HIV+ Woman in Remission after Stem Cell Transplantation
On February 15, 2022, researchers at UCLA presented at CROI 2022 (the Conference on Retroviruses and Opportunistic Infections) the first case of a woman whose HIV is in remission after she received a new combination of specialized stem cell transplants for treatment of acute myeloid leukemia (AML).
The patient, a mixed-race American woman who was diagnosed with acute HIV in 2013 and high-risk AML in 2017, received a transplant of cord blood cells having the HIV-protective CCR5-delta32/32 mutation and with adult stem cells from a related donor. She has been in remission of AML for four and a half years and has had no HIV rebound in the fourteen months since antiretroviral therapy was stopped.
If her HIV remission continues and she is determined to be cured, she would be only the third person to achieve cure and the first HIV remission to have been successfully engrafted with umbilical cord blood cells with CCR5-delta32/32 homozygous combined with stem cells from an adult, haploidentical (“half-matched”) related donor.

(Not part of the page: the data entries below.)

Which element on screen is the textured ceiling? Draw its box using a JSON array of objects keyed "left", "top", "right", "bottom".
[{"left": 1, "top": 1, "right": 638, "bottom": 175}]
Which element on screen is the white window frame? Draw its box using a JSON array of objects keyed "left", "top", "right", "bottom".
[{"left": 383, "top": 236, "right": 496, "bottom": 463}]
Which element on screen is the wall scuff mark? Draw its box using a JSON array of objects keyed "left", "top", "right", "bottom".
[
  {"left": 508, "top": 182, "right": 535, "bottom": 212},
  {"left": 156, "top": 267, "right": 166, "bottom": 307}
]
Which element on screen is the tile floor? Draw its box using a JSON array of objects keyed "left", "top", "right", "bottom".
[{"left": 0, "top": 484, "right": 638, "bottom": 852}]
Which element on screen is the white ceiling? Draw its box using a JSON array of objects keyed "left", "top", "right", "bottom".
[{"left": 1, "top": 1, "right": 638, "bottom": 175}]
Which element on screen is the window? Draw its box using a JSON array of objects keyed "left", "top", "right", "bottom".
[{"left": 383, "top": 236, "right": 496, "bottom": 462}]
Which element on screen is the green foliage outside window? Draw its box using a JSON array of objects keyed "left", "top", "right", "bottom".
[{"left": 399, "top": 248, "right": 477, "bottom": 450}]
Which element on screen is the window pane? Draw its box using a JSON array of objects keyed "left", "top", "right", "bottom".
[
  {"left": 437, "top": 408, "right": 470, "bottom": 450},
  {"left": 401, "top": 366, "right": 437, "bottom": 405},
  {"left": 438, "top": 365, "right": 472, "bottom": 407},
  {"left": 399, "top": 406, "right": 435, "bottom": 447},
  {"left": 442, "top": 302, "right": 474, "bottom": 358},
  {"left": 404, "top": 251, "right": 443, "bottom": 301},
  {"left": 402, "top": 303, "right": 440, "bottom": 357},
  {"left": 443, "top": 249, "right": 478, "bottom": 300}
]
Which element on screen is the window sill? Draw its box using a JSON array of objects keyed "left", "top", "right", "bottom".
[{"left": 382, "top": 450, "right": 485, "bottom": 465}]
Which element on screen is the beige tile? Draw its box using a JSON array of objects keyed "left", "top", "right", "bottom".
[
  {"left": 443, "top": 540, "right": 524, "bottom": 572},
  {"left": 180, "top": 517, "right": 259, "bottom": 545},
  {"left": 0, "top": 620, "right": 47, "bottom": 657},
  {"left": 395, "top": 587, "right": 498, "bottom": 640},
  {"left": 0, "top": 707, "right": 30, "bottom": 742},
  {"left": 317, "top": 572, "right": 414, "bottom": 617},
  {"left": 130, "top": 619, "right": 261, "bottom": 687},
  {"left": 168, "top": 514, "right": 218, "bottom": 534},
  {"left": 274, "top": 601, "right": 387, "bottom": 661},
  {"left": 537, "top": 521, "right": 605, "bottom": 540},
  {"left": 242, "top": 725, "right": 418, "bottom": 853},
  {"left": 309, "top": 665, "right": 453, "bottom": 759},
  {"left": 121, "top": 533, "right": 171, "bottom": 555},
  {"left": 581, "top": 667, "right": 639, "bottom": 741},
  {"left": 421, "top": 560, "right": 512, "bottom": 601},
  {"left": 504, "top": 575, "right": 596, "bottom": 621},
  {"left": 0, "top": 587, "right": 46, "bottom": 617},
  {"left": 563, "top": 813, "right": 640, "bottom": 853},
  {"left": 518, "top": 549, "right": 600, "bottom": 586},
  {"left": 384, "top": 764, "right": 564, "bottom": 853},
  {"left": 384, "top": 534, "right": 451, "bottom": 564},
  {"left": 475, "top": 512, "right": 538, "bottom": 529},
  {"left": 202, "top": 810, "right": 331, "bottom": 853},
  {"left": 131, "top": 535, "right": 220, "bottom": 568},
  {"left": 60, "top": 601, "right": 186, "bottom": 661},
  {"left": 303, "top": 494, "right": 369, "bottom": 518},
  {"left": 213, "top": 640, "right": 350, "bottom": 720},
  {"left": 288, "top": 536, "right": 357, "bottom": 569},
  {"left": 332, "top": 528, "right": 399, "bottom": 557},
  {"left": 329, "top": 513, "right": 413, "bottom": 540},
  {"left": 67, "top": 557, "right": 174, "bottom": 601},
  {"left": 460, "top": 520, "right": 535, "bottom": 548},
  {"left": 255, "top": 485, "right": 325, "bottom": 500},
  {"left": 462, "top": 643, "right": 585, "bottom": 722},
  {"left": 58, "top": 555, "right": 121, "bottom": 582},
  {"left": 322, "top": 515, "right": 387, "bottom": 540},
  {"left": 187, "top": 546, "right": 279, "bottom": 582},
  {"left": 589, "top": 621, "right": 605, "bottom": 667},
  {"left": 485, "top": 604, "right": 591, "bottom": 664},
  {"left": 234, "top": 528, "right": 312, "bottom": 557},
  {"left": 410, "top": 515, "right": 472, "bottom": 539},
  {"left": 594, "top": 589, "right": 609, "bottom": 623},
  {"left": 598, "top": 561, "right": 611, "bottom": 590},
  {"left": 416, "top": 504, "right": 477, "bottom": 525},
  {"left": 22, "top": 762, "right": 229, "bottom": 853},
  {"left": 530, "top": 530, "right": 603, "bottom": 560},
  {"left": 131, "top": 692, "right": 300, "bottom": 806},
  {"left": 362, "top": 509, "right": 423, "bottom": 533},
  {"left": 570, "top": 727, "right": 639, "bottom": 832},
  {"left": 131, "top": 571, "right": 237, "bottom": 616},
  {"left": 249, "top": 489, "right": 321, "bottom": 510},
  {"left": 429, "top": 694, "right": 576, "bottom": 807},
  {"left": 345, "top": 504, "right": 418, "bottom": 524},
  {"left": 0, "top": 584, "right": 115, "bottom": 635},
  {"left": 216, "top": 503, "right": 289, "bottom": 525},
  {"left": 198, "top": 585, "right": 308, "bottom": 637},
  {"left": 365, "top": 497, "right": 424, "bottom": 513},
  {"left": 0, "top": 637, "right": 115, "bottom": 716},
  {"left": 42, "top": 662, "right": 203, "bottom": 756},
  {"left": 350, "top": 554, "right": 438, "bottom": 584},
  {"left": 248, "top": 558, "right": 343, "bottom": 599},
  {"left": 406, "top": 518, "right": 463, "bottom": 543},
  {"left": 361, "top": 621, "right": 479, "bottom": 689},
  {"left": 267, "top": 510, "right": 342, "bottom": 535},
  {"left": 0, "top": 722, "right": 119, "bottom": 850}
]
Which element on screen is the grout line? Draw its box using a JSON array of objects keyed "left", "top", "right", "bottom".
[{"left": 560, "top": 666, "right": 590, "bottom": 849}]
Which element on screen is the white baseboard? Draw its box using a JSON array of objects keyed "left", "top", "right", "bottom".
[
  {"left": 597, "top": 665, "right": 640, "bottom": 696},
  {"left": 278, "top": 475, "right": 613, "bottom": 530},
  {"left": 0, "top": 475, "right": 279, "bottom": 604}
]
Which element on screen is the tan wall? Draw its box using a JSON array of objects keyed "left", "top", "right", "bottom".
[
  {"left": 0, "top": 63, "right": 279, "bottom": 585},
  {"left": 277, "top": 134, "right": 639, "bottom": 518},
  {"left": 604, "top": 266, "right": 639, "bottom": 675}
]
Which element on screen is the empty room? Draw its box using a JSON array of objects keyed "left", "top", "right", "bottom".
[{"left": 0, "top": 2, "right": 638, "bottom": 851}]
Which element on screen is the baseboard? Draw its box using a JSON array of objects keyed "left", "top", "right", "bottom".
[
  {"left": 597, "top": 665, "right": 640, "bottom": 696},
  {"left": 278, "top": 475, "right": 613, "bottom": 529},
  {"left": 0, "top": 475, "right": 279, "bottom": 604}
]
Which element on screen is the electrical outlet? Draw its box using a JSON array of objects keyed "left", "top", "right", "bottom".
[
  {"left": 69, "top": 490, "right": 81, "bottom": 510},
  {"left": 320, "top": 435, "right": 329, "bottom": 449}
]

The two previous patients with HIV cure received adult donor cells, one from bone marrow and one from blood stem cells that had the protective mutation, but no umbilical cord blood cells.
Researchers pointed out that although stem cell transplantation is not a therapy for HIV, its effects in patients living with HIV and undergoing therapy for blood or lymph cancers provide researchers with insights and potential targets in HIV treatment. “This study provides hope for the use of cord blood cells or a combination of cord blood cells and haploidentical (half-matched) grafts to achieve HIV-1 remission for individuals requiring transplantation for other diseases. It also provides proof that HIV-1 viral ‘reservoirs’ can be cleared sufficiently to afford remission and possibly cure in the setting of resistant target cells,” said Bryson, the protocol chair for the International Maternal Pediatric Adolescent AIDS Clinical Trials Network (IMPAACT), the organization conducting the observational IMPAACT P1107 study.